Suite à une demande en obtention d’un visa en vue d’un regroupement familial en faveur de son épouse, Madame …, de nationalité sénégalaise, introduite le 5 juin 2023, le ministère des Affaires étrangères et européennes, direction de l’Immigration, ci-après dénommée « le ministère », informa Monsieur …, par courrier du 13 juin 2023, des formalités administratives à respecter à cet égard.

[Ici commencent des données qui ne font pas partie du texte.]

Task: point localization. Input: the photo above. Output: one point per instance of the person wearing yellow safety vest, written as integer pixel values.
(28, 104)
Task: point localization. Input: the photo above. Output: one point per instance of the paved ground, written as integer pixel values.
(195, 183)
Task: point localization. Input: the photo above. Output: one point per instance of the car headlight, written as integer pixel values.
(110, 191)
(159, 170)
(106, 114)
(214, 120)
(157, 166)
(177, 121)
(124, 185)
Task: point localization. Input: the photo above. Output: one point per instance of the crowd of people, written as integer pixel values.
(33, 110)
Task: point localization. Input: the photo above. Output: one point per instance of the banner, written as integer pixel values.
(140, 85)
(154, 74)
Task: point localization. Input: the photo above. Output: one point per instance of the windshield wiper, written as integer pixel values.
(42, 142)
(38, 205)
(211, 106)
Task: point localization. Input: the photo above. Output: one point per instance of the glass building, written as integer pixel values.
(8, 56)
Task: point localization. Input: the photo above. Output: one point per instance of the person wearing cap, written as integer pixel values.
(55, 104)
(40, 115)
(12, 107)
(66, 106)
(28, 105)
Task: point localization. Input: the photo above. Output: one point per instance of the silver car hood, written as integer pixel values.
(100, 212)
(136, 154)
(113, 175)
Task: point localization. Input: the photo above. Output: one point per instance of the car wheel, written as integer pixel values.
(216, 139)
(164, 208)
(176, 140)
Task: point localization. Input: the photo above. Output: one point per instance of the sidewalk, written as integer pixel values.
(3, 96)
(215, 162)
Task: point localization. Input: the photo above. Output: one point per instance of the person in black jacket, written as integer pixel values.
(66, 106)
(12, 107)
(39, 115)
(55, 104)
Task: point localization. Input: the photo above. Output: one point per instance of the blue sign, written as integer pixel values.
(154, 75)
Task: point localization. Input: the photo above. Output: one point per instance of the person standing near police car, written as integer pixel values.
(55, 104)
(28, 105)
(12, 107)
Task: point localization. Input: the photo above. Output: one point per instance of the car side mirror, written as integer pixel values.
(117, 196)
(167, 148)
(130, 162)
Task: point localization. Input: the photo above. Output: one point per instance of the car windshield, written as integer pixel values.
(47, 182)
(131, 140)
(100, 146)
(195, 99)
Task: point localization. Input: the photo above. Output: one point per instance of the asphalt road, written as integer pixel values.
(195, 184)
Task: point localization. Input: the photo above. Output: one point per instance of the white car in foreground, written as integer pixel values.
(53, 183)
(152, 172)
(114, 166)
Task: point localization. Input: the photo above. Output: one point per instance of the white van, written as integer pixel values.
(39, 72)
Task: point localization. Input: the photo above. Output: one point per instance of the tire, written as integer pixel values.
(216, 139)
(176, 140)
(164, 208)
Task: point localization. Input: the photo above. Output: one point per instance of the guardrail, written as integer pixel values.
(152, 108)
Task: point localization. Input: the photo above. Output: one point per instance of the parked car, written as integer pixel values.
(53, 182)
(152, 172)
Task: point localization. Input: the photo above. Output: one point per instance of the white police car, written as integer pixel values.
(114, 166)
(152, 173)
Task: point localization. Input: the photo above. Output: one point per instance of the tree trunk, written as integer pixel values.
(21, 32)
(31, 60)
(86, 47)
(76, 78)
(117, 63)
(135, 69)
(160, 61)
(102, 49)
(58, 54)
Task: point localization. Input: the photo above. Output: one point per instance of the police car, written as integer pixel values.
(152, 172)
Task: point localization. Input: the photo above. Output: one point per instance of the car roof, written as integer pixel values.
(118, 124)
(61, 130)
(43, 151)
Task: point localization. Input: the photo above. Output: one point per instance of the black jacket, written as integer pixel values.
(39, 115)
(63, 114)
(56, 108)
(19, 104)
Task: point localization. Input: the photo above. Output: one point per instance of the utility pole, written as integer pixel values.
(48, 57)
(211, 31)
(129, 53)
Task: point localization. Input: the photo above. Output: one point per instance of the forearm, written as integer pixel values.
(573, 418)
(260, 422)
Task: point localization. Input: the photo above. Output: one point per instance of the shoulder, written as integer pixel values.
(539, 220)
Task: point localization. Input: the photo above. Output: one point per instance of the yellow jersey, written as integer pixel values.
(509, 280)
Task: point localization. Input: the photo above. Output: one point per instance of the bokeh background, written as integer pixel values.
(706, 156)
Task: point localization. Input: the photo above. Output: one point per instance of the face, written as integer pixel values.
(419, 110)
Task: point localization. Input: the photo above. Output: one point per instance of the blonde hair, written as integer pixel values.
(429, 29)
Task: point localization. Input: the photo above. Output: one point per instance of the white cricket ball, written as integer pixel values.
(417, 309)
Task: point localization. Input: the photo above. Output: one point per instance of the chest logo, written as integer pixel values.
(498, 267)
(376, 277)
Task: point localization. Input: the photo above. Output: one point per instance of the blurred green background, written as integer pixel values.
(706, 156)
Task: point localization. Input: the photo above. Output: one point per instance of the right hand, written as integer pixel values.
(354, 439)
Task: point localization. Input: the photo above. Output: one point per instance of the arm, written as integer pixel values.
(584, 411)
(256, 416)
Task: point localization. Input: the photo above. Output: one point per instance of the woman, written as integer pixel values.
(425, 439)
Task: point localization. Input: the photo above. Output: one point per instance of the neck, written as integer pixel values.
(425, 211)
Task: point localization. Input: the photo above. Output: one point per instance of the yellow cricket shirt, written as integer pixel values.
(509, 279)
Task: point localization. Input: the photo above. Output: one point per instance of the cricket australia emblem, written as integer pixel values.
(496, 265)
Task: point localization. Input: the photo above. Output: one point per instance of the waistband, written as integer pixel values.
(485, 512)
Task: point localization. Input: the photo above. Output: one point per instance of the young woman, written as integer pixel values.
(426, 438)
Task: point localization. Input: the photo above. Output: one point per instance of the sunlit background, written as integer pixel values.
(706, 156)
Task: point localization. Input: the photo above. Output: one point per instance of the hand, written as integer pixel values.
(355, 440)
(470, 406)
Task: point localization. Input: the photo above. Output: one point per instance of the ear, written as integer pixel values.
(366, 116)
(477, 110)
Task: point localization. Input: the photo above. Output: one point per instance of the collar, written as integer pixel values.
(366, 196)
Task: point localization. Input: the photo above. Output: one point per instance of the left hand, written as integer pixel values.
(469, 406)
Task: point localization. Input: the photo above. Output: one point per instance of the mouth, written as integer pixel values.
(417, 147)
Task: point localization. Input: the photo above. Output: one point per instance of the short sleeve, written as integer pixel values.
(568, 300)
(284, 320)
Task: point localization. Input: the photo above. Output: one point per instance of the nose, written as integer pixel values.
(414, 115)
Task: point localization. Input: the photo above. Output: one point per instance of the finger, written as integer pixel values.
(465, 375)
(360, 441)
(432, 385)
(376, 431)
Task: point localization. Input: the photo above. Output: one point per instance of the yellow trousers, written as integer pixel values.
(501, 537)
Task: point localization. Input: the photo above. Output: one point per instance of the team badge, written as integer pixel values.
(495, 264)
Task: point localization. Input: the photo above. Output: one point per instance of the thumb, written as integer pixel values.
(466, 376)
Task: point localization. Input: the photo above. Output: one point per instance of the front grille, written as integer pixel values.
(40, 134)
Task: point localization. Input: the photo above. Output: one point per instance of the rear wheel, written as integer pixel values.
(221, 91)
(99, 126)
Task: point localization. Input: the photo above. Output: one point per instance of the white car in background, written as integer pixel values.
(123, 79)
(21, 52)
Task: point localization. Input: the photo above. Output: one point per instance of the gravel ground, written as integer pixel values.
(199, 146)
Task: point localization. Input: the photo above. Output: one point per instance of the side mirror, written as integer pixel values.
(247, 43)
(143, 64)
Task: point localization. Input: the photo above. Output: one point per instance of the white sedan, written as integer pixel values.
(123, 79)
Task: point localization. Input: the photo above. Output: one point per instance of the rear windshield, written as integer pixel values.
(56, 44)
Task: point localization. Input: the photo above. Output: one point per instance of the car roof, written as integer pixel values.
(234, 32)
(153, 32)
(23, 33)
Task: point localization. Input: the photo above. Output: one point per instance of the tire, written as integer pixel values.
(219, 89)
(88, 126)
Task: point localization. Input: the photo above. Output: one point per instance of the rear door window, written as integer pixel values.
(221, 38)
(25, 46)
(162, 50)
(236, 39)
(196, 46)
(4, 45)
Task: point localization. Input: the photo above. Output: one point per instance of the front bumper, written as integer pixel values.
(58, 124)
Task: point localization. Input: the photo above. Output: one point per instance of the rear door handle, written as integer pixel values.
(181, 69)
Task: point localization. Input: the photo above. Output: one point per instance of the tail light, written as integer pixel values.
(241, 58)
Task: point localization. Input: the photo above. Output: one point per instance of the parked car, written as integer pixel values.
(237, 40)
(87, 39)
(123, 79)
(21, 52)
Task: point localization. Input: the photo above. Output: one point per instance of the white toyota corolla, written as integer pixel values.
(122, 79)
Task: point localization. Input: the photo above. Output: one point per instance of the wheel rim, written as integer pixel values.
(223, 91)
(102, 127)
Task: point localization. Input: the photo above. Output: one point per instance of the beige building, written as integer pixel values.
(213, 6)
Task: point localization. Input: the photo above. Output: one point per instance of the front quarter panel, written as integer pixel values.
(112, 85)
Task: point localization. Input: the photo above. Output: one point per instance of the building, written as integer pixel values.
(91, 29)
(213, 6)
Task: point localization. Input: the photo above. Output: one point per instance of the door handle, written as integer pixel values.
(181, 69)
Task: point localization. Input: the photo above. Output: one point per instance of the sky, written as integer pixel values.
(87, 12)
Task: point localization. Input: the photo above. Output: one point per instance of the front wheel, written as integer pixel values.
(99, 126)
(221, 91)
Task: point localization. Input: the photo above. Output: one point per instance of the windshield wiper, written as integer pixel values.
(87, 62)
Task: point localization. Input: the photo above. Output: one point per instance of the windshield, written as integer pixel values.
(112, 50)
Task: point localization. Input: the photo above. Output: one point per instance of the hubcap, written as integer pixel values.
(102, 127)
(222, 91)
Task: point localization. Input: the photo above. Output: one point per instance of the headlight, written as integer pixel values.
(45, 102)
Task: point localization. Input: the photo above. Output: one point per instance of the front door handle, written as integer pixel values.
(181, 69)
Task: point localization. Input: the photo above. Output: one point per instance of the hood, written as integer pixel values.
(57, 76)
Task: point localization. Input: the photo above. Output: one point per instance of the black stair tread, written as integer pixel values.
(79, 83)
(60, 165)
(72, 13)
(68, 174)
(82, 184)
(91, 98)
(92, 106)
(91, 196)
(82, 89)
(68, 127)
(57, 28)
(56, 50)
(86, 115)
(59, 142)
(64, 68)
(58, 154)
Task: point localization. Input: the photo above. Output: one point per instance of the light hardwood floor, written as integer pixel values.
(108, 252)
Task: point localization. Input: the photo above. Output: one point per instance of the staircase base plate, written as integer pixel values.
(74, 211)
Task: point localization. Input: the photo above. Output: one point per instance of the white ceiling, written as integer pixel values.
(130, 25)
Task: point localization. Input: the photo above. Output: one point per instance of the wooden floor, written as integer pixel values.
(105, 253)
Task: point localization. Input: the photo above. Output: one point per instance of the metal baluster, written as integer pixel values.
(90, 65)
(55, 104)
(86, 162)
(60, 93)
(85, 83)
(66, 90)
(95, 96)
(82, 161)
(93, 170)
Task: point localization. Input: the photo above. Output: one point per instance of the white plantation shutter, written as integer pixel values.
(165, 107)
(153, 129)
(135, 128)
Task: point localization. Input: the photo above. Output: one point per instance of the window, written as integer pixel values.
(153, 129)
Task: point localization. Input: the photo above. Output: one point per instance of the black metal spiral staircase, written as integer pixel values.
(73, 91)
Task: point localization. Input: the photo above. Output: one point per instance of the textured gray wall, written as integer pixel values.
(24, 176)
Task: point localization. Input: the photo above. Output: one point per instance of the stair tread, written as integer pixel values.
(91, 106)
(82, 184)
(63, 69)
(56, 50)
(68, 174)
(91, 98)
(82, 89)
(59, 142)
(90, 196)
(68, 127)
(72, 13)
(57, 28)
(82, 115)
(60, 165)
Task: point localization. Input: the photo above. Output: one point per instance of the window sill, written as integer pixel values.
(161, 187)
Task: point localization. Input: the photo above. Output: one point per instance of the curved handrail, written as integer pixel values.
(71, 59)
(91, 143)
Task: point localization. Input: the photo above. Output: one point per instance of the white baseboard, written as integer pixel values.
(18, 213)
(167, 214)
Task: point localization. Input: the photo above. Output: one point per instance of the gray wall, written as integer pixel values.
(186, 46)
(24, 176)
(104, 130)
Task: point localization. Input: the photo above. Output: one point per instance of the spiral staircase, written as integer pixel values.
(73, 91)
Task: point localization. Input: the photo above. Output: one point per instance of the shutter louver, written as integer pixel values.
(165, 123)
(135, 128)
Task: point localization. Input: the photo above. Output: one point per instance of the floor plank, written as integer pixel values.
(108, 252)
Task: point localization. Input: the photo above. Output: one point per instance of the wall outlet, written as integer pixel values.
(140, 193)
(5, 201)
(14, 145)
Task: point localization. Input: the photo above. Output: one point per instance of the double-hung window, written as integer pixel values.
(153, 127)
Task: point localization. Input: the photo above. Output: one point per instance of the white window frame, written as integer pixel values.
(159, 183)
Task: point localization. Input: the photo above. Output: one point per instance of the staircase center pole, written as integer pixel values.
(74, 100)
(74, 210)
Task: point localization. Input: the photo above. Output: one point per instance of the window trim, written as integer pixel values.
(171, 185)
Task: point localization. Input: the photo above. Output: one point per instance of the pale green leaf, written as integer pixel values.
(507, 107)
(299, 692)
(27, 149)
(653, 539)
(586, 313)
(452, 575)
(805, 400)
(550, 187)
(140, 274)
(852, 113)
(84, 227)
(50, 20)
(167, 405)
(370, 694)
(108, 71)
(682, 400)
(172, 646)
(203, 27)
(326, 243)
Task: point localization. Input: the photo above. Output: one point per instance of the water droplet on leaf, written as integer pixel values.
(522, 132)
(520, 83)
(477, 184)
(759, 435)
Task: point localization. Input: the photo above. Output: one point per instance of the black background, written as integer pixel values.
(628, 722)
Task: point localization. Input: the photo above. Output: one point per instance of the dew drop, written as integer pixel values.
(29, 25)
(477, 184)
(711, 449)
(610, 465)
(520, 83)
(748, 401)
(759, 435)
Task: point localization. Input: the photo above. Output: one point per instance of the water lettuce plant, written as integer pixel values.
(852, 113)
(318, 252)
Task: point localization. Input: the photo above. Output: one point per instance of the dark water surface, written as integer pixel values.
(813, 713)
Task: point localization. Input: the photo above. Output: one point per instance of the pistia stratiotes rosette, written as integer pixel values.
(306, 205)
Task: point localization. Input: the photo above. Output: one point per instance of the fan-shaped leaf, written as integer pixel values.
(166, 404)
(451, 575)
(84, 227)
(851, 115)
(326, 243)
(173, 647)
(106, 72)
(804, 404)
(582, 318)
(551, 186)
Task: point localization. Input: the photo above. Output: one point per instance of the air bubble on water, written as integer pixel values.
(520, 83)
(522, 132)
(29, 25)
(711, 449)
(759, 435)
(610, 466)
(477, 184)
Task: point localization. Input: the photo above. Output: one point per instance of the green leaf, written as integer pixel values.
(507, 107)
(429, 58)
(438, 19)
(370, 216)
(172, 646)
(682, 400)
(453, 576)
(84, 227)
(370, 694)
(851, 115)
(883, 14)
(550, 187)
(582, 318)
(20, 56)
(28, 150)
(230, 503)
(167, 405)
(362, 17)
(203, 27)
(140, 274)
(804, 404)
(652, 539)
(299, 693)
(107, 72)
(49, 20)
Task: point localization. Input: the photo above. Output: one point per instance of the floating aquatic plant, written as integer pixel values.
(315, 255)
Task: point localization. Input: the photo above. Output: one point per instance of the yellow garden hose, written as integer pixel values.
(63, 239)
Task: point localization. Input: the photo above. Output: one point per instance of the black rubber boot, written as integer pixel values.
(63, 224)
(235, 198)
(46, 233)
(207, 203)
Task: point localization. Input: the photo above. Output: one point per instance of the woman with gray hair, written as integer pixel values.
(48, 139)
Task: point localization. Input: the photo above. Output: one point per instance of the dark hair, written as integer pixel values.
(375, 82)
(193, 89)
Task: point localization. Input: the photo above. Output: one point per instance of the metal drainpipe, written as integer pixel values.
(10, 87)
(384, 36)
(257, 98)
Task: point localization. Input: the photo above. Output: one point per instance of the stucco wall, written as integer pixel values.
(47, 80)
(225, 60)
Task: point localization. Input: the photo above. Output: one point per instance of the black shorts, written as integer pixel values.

Il ressort d’un rapport de la police grand-ducale, Région Capitale, Commissariat Luxembourg C3R, du 3 juillet 2023, portant le numéro de référence …, qu’à cette même date, Monsieur … fut appréhendé par les forces de l’ordre, alors qu’il avait tenté de s’enregistrer en tant que citoyen de l’Union européenne auprès de l’office de l’état civil de Luxembourg Ville au moyen de la même carte d’identité espagnole précédemment utilisée, s’étant révélée être une fausse carte d’identité espagnole après analyse du document par l’Unité de la Police de l’Aéroport - Service Expertise Documents. Il résulte encore du même rapport de police queMonsieur … était en possession d’un faux permis de conduire espagnol portant les mêmes coordonnées, d’une carte de sécurité sociale luxembourgeoise, ainsi que d’une attestation d’enregistrement luxembourgeoise, que son identité n’avait pas pu être confirmée, qu’il est propriétaire d’un véhicule immatriculé au Luxembourg, qu’il s’est déjà enregistré quatre fois au Luxembourg, à savoir dans les communes de …, …, … et …, à l’aide de la même carte d’identité espagnole, qu’il dispose d’une adresse au Luxembourg et qu’il y travaille.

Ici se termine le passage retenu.